In den vergangenen Tagen habe ich praktisch jede freie Minute an meinem Roman geschrieben und dabei festgestellt, dass mir das unglaublich viel Freude bereitet. Wie ein Spaziergang des Verstands. Oder einen Film zu drehen, wenn man der Regisseur ist. Ich entwerfe Szenen und stelle zwei Tage später fest, dass sie anders ablaufen müssen. Es ist wie Meditation und Handwerk in einem. Das Gefühl, nach vielen Jahren ein Hobby gefunden zu haben, das mich wirklich erfüllt, sorgt für sehr viel Ruhe in meinem Kopf.
Direkt morgen treffe ich mich mit einem guten Freund zum Wandern. Zwei Tage ohne Kontakt zur „Außenwelt“. Nur wandern und schweigen und wandern und Zeit teilen. Seit Monaten fiebere ich dem entgegen.
Spannend wird das Jahr für uns als Familie. Meine Frau wird nach 14 Jahren ihre Stelle als Pastorin aufgeben und sich etwas Zeit für eine Neuaufstellung nehmen. Diesen Prozess beobachte ich neugierig, weil es – na klar – ein Neuanfang ist. Unendliche Möglichkeiten. Weiter als Hochzeitsrednerin? Oder Fokus auf Beerdigungen? Vielleich auch als Coach/Therapeutin/Beraterin? Oder doch als Pastorin in eine andere Gemeinde?
Das wird spannend, aber ich befürchte jede Menge Notizzettel und Schnipsel auf meinem Schreibtisch.
berufliche Vorsätze im neuen Jahr
Beruflich habe ich nur einen einzigen Vorsatz: Gesund bleiben.

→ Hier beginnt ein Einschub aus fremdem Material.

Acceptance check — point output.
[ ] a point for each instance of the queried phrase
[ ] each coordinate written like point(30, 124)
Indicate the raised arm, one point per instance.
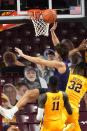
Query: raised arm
point(53, 63)
point(66, 103)
point(81, 47)
point(41, 102)
point(53, 35)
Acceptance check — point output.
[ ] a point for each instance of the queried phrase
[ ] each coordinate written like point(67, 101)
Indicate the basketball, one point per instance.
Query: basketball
point(49, 16)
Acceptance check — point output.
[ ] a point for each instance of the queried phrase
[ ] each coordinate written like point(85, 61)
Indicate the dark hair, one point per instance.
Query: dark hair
point(53, 82)
point(9, 58)
point(80, 69)
point(19, 84)
point(68, 43)
point(62, 50)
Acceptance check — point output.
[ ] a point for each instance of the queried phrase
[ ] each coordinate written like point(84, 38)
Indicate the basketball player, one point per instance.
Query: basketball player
point(76, 88)
point(51, 105)
point(68, 43)
point(32, 95)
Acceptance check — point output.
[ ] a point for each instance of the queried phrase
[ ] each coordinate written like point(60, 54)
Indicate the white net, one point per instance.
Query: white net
point(41, 27)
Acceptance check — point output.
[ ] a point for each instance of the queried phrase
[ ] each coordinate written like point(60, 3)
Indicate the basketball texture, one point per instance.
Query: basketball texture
point(49, 16)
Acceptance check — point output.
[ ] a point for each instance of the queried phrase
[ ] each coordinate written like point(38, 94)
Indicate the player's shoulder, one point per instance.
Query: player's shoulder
point(42, 98)
point(65, 96)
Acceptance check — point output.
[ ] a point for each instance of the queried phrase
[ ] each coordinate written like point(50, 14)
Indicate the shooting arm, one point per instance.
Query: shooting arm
point(53, 35)
point(53, 63)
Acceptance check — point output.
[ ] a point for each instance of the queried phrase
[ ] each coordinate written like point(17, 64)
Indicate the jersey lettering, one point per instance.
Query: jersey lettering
point(75, 86)
point(55, 106)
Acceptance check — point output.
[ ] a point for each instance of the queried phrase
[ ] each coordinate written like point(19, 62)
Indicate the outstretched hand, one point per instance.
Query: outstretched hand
point(54, 26)
point(19, 51)
point(83, 45)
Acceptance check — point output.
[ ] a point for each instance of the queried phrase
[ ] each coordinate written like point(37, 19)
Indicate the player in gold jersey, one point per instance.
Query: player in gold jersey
point(76, 88)
point(51, 104)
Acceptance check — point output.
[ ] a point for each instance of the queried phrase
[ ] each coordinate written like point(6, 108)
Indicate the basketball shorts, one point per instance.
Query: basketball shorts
point(67, 119)
point(52, 126)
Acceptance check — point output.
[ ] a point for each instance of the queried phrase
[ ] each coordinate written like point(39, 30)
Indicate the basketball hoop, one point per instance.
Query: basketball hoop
point(40, 26)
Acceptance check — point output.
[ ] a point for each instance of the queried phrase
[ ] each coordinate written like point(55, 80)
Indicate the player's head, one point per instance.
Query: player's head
point(80, 69)
point(53, 83)
point(61, 52)
point(68, 43)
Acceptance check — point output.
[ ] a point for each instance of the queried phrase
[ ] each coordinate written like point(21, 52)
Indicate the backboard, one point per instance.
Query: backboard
point(65, 9)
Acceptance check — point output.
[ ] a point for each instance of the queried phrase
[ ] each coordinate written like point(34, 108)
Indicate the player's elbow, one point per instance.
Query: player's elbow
point(70, 112)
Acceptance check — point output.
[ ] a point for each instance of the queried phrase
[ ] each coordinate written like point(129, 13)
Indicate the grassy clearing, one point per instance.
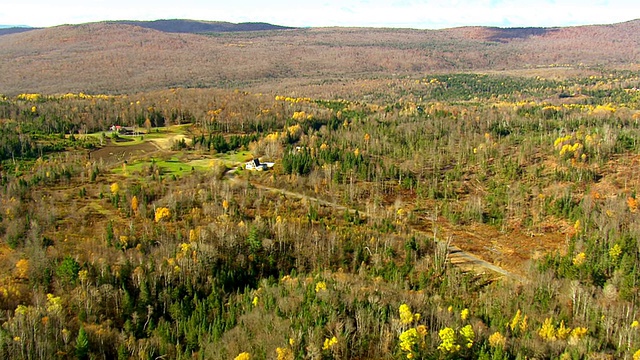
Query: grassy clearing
point(171, 166)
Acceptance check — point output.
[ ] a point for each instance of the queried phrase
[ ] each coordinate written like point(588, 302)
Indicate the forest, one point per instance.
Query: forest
point(444, 216)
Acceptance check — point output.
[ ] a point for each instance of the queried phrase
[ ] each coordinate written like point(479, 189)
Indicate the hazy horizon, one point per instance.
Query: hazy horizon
point(430, 14)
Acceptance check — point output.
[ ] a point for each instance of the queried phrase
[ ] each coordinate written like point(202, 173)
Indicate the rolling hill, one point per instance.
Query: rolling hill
point(115, 57)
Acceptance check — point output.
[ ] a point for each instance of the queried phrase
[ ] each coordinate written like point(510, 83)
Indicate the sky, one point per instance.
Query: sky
point(418, 14)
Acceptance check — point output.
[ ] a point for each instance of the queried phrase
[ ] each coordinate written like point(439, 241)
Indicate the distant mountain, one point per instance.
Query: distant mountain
point(115, 57)
point(10, 29)
point(199, 27)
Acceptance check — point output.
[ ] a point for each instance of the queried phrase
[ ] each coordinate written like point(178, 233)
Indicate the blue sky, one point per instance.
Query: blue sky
point(420, 14)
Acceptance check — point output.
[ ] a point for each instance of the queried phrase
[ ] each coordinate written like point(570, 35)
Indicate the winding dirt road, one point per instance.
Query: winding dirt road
point(456, 256)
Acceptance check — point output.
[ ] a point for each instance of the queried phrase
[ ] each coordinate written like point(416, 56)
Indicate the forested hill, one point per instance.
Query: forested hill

Die Arbeit in der Schulleitung macht mir unglaublich Spaß. Nach all den Jahren ist inzwischen soviel Routine eingekehrt, dass ich viele Dramen ohne beschleunigten Puls meistere. Die Belastung insgesamt wird durch mangelnde Lehrkräfte, steigende Schülerzahlen, schließende Schulen und weiterhin hohe Zuzüge von (sprachlosen) Flüchtlingskindern hoch bleiben, vermutlich steigen. Mein einziger Vorsatz: Gesund bleiben und den Kolleg*innen möglichst viel Unterstützung, Raum und Gestaltungsmöglichkeit zu geben, um auch gesund zu bleiben.
Ein schönes neues Jahr und viel Spaß beim Wandern! (Ich lese ja bereits davon.) Und: Aufschreiben hilft beim Erinnern. Aufräumen und wegwerfen sind schön, aber ich lege vorher externe Gedächtnisspeicher an.